Never even been cleaned/detailed  but here's my 65 ( LA ) standard Factory Original Paint Stingray with the 2 speed Overdrive Blueband rear hub and front caliper brake. Only tires & seat changed for riding, badge was shot from chain & lock hanging and high hoop was strengthened at bottom along the was.


----------



## 60sstuff (Nov 18, 2021)

mrg,

That J38 has it’s glow going on! Great paint!

Your bike looks like it wasn’t subjected to the hot sun for most of its life. No sun bake paint there.

That‘s a late ‘65 and the end of that famous Lime on a Stingray.


----------



## mrg (Nov 18, 2021)

Don't know from 65-90 but I've owned it for around 30 yrs, had it hanging in storage for 20 then in my garage for the rest.

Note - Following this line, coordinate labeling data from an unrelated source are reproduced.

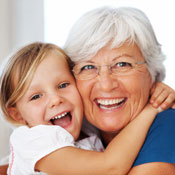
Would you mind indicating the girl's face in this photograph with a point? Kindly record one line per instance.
(52, 97)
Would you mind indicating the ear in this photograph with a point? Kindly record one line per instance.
(14, 113)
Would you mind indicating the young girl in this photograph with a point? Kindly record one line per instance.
(39, 92)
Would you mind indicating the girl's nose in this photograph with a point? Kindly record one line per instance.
(55, 100)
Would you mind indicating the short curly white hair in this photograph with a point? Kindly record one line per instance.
(101, 26)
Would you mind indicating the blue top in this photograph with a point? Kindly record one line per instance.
(159, 145)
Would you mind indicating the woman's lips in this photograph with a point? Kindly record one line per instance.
(109, 104)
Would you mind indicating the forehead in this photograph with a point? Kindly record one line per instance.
(108, 54)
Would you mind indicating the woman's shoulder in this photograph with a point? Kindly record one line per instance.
(166, 117)
(159, 145)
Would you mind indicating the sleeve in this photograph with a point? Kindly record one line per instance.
(28, 145)
(159, 145)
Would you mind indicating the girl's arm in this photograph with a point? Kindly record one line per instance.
(118, 156)
(116, 159)
(162, 95)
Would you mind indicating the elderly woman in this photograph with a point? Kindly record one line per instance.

I've told the story here but wish I knew the whole story behind my Lime 64 with almost new paint on most of the bike. bought it to replace my original 63-4 I've posted here before. https://thecabe.com/forum/threads/64-lime.74838/ this is how the 64 looks now. and last pic is me on my original 63-4 standard I bought around 64-5 and added a few things.


----------



## nick tures (Nov 18, 2021)

wow 2 very nice bikes !!


----------



## vince72 (Nov 18, 2021)

Nice!!


----------